# Structural Properties of Propositional Formulas Defining Combinatorial Search Problems

We are interested in understanding the power and limitations of families of algorithms for solving combinatorial search problems, in particular those whose decision versions are NP-complete. In some application areas involving such problems, the state of the art involves representing a problem instance as a formula of propositional logic (or a natural extension, typical examples being cardinality constraints and Boolean combinations of linear inequalities), and using a program designed to find satisfying assignments (e.g., a SAT solver, or SMT solver) to attempt to construct a solution. (SMT stands for Satisfiability Modulo Theories, which means satisfiability of a set of ground first order formulas involving atoms whose interpretation is determined by some decidable theory, e.g., Presburger arithmetic or the theory of arrays.)

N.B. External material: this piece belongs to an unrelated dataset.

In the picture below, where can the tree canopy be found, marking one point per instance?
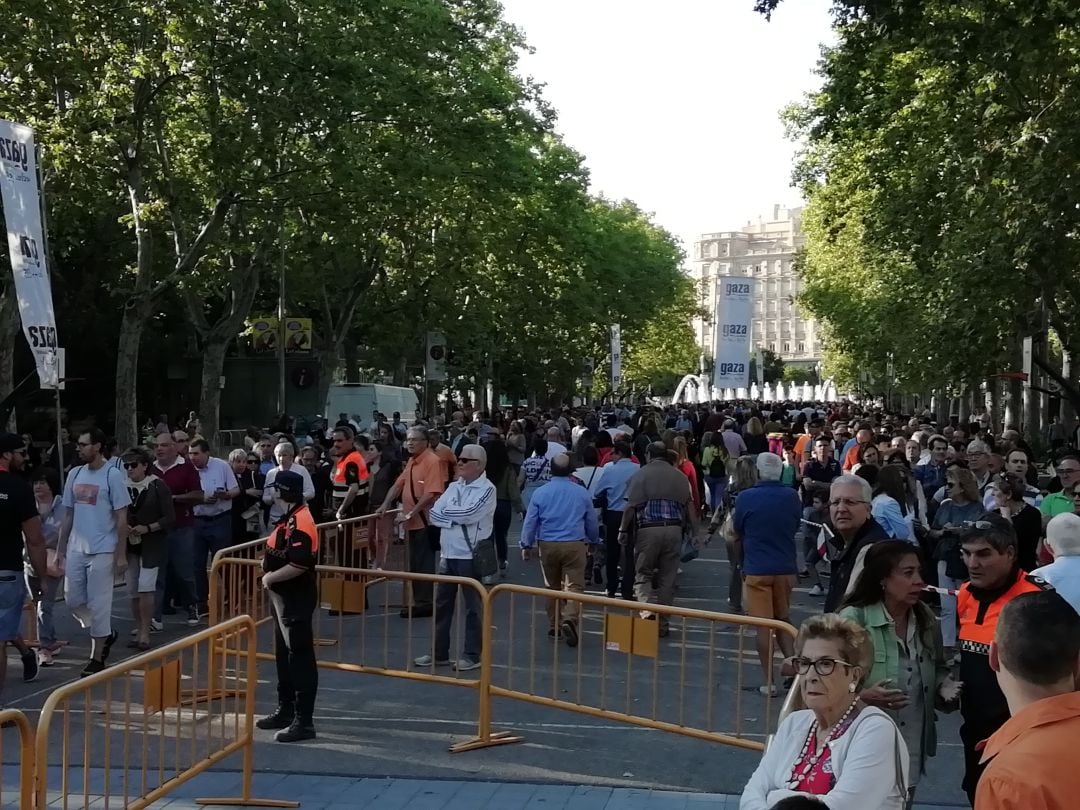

An interesting observation about practical experience is that “industrial” SAT and SMT solvers commonly solve instances with millions of variables and clauses. In contrast, we know how to design families of formulas with a few hundreds of variables which no known method could decide satisfiability of in our lifetimes. While industrial sources produce a continual source of increasingly hard instances which are too hard for current technology to solve, these instances are nonetheless very easy relative to their number of variables when we take into account how small a hard formula can be. Such observations have lead to considerable speculation about the structure of comparatively hard or easy instances from various sources.

A frequent suggestion is that many industrial instances are relatively easy because they are satisfy some particular structural property, such as (a graph associated with the formula) having small width, by one of a number of related notions of with of graph width, and thus being solvable by efficient algorithms for instances with this property. Actual evidence is weak: it is not clear that the formulas satisfy any such a property, and in many cases we know they do not – or even cannot – satisfy the most obvious candidate properties. It is even less clear that the algorithms used in practice should be able to efficiently solve instances because they have properties of the sorts proposed. However, there are many intriguing possibilities.

The students role will be to help in answering some particular parts of the first question. Their work would proceed in the following stages: Reading of appropriate background material, and selection of a small number of families of formulas (e.g., from hardware verification, automated planning, bioinformatics, combinatorial designs, etc.) and structural properties to study (notions of width, scale-freeness, etc.); Study of algorithms and existing implementations for the properties chosen; preliminary experiments. It is anticipated that we will not be able to measure interesting properties precisely for large instances with existing implementations; Work, together with the supervisor and other students (and likely a post-doc) on refining the algorithms and data structures to improve speed and thus the size of instances that can be measured; Prepare a report on the progress made.